Şiir Gecesinin Yıldızları

Yazarlar Evi’ndeki “Yeni Yıla Girerken” etkinliğine, Nazan Arabacı Balcı tarafından davet edildiğimde, hiç tereddüt etmeden,

“Gelirim!” demiştim.

Katılımcıların çoğunu tanıyordum. Kimisi şair, kimisi yazar, kimisi akademisyen, kimisi de öğretmendi. Saat 18.00’de başlayacak olan etkinliğe biraz erken gitmek istedim. Saat beşte evden çıkıp Ruh Sağlığı Hastanesine yakın bir yere aracımı park edip Metro’yla Hürriyet Durağına kadar gittim. Metrodan inip Sarıyakup Mahallesinin labirente benzeyen ama her köşesi tarih kokan ara sokaklarında yürümeye başladım. Bir zamanların görkemli konaklarının yıkık dökük hâlini gördükçe üzülüyordum. Bu evlerin avlularında, cumbalarında, odalarında kim bilir ne anılar gizliydi. Buralardan her geçişimde, Aydın Sihay’ı anımsarım.  Sihay, Adana’nın kültürünü yansıtan kurgusal fotoğraf altı yazılarıyla bu görüntüleri derin uykularından uyandırıyor, eski görkemli günlerine doğru uzun bir yolculuğa çıkarıyor.

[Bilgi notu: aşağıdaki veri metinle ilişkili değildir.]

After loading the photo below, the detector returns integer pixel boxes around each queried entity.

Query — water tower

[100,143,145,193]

Yazarlar Evi’nin sokağına gelmiştim. Viraneye dönmüş diğer konaklar da Yazarlar Evi gibi restore edilip kentin hizmetine sunulsa, Adana’nın yakın tarihine, kültürüne, turizmine büyük katkı sağlanmış olur.  Kentin bu zenginliği her geçen gün ne yazık ki göz göre göre yok oluyor. Meraklısının dışında buraları bilen de yok, gören de yok!..

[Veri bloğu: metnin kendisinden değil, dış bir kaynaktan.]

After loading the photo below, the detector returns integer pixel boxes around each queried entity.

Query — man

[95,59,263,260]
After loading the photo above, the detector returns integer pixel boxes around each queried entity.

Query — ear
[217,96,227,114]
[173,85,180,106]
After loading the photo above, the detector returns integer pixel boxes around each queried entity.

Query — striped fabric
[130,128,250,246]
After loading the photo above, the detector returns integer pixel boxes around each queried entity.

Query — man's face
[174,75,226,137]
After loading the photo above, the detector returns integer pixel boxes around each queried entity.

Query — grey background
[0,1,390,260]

 Yazarlar Evi’nin avlusunda epeyce bir kalabalık vardı. Tanıdıklarla merhabalaşıp yeni kişilerle tanıştıktan sonra bol bol fotoğraf çekildik. Saat altı olduğunda salona geçtik. Özgür ile Rüya’nın yüreğimize dokunan güzel seslerinden birkaç müzik parçası dinleyip kulağımızın pası silindikten sonra Yazarlar Evi Yönetim Kurulu Başkanı Çetin Yiğenoğlu’nun harika konuşmasını coşkuyla alkışladık. Çetin Bey, ülkemizin içinde bulunduğu sorunları ortaya koydu ve Çukurova Sanat Girişimi’nin çalışmalarından söz etti.

Sonra da gelsin şairler bildiği gibi dedik ama etkinliğin tecrübeli sunucusu Başak Hanım, yönetimi ele aldı ve isimleri alfabetik sıraya göre mikrofona davet etti.

Her şair, yeni yıl mesajıyla birlikte şiirlerinden birini de okuyarak bizleri mest etti. İlk söz alan Azem Hanım, okuduğu şiirin yanı sıra, yeni yıl mesajıyla da dikkat çekti.

Başak Hülya Ekmekçi’nin ev sahipliğinden de söz etmezsem bu yazı öksüz kalır. Özellikle ev sahibi diyorum. Gerçekten tam bir ev sahibi gibiydi. Evine gelen misafirlerin kalabalığı onu ürkütmüyor, aksine sevindiriyordu. Salona sığmayan misafirlerini nasıl ağırlayacağının telaşı içinde herkese, her isteğe yetişiyordu. Aynı zamanda etkinliğin sunumu, canlı yayın, boşlukların güzel ve anlamlı şiirlerle doldurulması konularında da tam puanı hak ediyordu. Onun bu kadar güzel şiir okuduğuna da dün akşam tanık oldum.

Sıra sempatik akademisyen Bilge Karga Göllü’ye gelmişti. Kadın haklarına ve kadın cinayetlerine dikkat çeken yeni yıl mesajı çok çarpıcıydı. Ardından şiirlerinden oluşan bir potpuri sundu bizlere ama yaşayarak ve hissettirerek.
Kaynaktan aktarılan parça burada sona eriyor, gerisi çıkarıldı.